Annual feast day abounds with ethnic traditions


By LINDA M. LINONIS

VINDICATOR RELIGION EDITOR

The custom of celebrating the Feast Day of Our Lady of Mount Carmel remains a treasured tradition in Lowellville.

And Monday’s observance included a Mass and procession with a statue of Our Lady of Mount Carmel through the streets of the town.

Bishop George V. Murry of the Diocese of Youngstown and 11 priests said Mass at 10 a.m. in Our Lady of the Holy Rosary Church, 131 E. Wood St. It was the bishop’s first visit to the town.
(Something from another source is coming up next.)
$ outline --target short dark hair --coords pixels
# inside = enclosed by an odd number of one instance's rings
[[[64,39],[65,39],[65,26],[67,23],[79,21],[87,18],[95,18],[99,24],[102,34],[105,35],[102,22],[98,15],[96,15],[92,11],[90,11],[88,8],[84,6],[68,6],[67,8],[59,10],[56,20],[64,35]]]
“About 500 or more people attended the Mass and participated,” said Jeanne Dovich, a church member. The band of the Mount Carmel Society, an Italian social organization, participated in the procession along with other society members, children who had recently made their First Communion and members of the Ladies of Mount Carmel Society.
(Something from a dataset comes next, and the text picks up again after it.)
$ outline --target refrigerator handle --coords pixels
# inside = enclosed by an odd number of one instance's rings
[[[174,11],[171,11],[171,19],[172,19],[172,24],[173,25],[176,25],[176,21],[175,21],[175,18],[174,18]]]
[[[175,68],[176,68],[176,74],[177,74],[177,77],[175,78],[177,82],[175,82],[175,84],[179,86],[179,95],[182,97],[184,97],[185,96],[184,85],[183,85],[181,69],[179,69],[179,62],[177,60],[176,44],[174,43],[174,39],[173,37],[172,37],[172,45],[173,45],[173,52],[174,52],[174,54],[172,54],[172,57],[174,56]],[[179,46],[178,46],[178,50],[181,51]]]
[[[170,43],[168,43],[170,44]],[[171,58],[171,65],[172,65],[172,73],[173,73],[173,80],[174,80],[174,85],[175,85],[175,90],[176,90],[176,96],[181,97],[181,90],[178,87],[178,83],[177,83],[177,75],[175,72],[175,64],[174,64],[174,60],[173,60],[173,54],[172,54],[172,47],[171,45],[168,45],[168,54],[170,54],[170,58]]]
“People stick money into the banner of the statue,” Dovich said of another ethnic tradition. The money goes to the society to benefit the festival, another tradition, which takes place this week.

“The feast day is pivotal. It’s significant spiritually and intellectually, as it marked the start of a new year,” said the Rev. Gerald DeLucia, pastor of Our Lady of the Holy Rosary.

Symbolic fireworks

The feast day leads into the festival. “The fireworks are symbolic of burning up the past and hoping for a blessed and better year,” Father DeLucia said.

A reflection of that idea remains in what’s called the “Baby Doll Dance,” Father DeLucia said. “It’s a big metal frame of a woman with a trained person inside who lights the fireworks and dances around. At the end, her arms and head are ablaze.”

This custom is rooted in the ethnic heritage of the small town. “The cultural identity of an Italian village is still here,” Father DeLucia observed.

The tradition of Our Lady of Mount Carmel as another reference to the Virgin Mary goes back centuries, Father DeLucia explained. There’s a mountainous and beautiful area of modern-day Israel that juts out into the Mediterranean Sea.

“It’s a biblical site in the Old Testament,” Father DeLucia said.

The area is called “carmel,” which means garden. It’s there where knights in the 12th and 13th centuries took refuge from the crusades and lived a simple, peaceful life, he said. They formed the Brothers of Mount Carmel, a religious order, and honored Mary, the mother of Jesus. Eventually war intruded on that area and the order went to Naples, Italy. The Italians embraced the tradition of honoring Mary, also known as Our Lady of Mount Carmel.